POP SHOSTAHOVICH

Dmitri Shostakovich was versatile and smart like a fox, composing music that often blurred the dividing line between serious and sardonic. That and above all, his sheer genius helped him survive the ups and downs of his professional life under Stalin.

My friend, the late Michael Einhorn, played in the percussion section of the Leningrad Symphony Orchestra in concerts that featured in several instances the music of Shostakovich, with the composer himself in attendance during rehearsals. I remember Michael telling me how he once witnessed the composer being questioned by a Soviet music inspector about the validity of his music as pure and hopefully not influenced by western decadence. Shostakovich had to save himself from being sent to Siberia with a one-way ticket by playing the fool, giving non-sequitur musicological replies to the politically-loaded questions.

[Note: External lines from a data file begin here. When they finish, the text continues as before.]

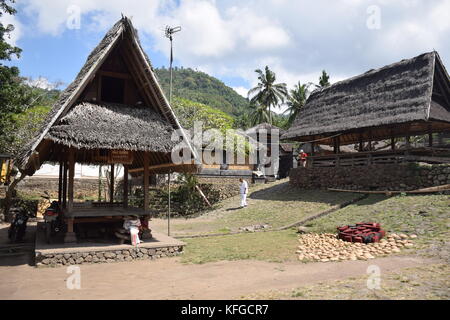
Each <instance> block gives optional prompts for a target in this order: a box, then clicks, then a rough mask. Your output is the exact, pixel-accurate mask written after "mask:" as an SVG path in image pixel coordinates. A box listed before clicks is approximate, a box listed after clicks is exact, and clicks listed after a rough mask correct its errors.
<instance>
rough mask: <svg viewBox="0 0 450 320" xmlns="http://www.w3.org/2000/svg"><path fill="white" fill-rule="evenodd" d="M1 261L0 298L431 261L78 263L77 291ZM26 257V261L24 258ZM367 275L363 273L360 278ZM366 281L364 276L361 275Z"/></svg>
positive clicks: (270, 277) (234, 293)
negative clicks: (79, 266)
mask: <svg viewBox="0 0 450 320" xmlns="http://www.w3.org/2000/svg"><path fill="white" fill-rule="evenodd" d="M15 259H16V260H15V262H16V265H15V266H13V265H14V264H13V263H8V262H7V261H5V260H4V259H1V260H0V265H1V266H0V299H2V300H3V299H132V300H138V299H200V300H208V299H239V298H240V297H242V296H245V295H250V294H253V293H257V292H265V291H270V290H290V289H294V288H298V287H301V286H304V285H310V284H316V283H318V282H322V281H332V280H343V279H346V278H349V277H358V276H363V277H364V276H368V274H367V267H368V266H370V265H377V266H379V267H380V269H381V276H382V275H383V273H391V272H397V271H400V270H401V269H404V268H409V267H419V266H424V265H427V264H430V263H432V262H433V261H432V260H428V259H424V258H420V257H416V256H396V257H386V258H377V259H373V260H369V261H346V262H338V263H309V264H303V263H300V262H298V263H296V262H291V263H268V262H262V261H231V262H230V261H226V262H215V263H208V264H203V265H193V264H188V265H186V264H182V263H180V262H179V258H166V259H161V260H157V261H135V262H130V263H112V264H98V265H86V266H81V267H80V268H81V269H80V271H81V290H69V289H67V287H66V279H67V278H68V277H69V276H70V275H69V274H67V269H66V268H64V267H61V268H35V267H31V266H29V265H27V264H26V263H24V264H21V265H17V264H19V263H17V258H15ZM24 262H25V261H24ZM364 279H365V277H364ZM364 281H366V280H364Z"/></svg>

The extraordinary creative gifts of Shostakovich allows him to achieve intense dramatic poignancy in the Adagio from the Golden Age Suite and then turn on a kopek and tickle us to musical death with the Polka that follows it.   

In this fun BIS CD (BIS-2472) of Soviet-era “pop”-style music by Shostakovich, Andrew Litton and the Singapore Symphony Orchestra have a ball exploring the nose-thumbing side of the composer with the 1934 Suite for Jazz Orchestra No. 1, written for a competition of works of ‘Soviet Jazz,’ which Litton conducts from the piano

The ballet The Age of Gold – about the adventures of a Soviet football team visiting the decadent West (no kidding) and The Limpid Stream, a musical-choreographic portrayal of a group of entertainers visiting an idyllic collective farm are also included in the CD.

The Suite for Variety Orchestra is an all but the kitchen sink compilation that the composer made in the late 1950s from three film scores, a ballet movement and four piano pieces.  And then there is Vincent Youmans’ Tea for Two, orchestrated by Shostakovich as Tahiti Trot!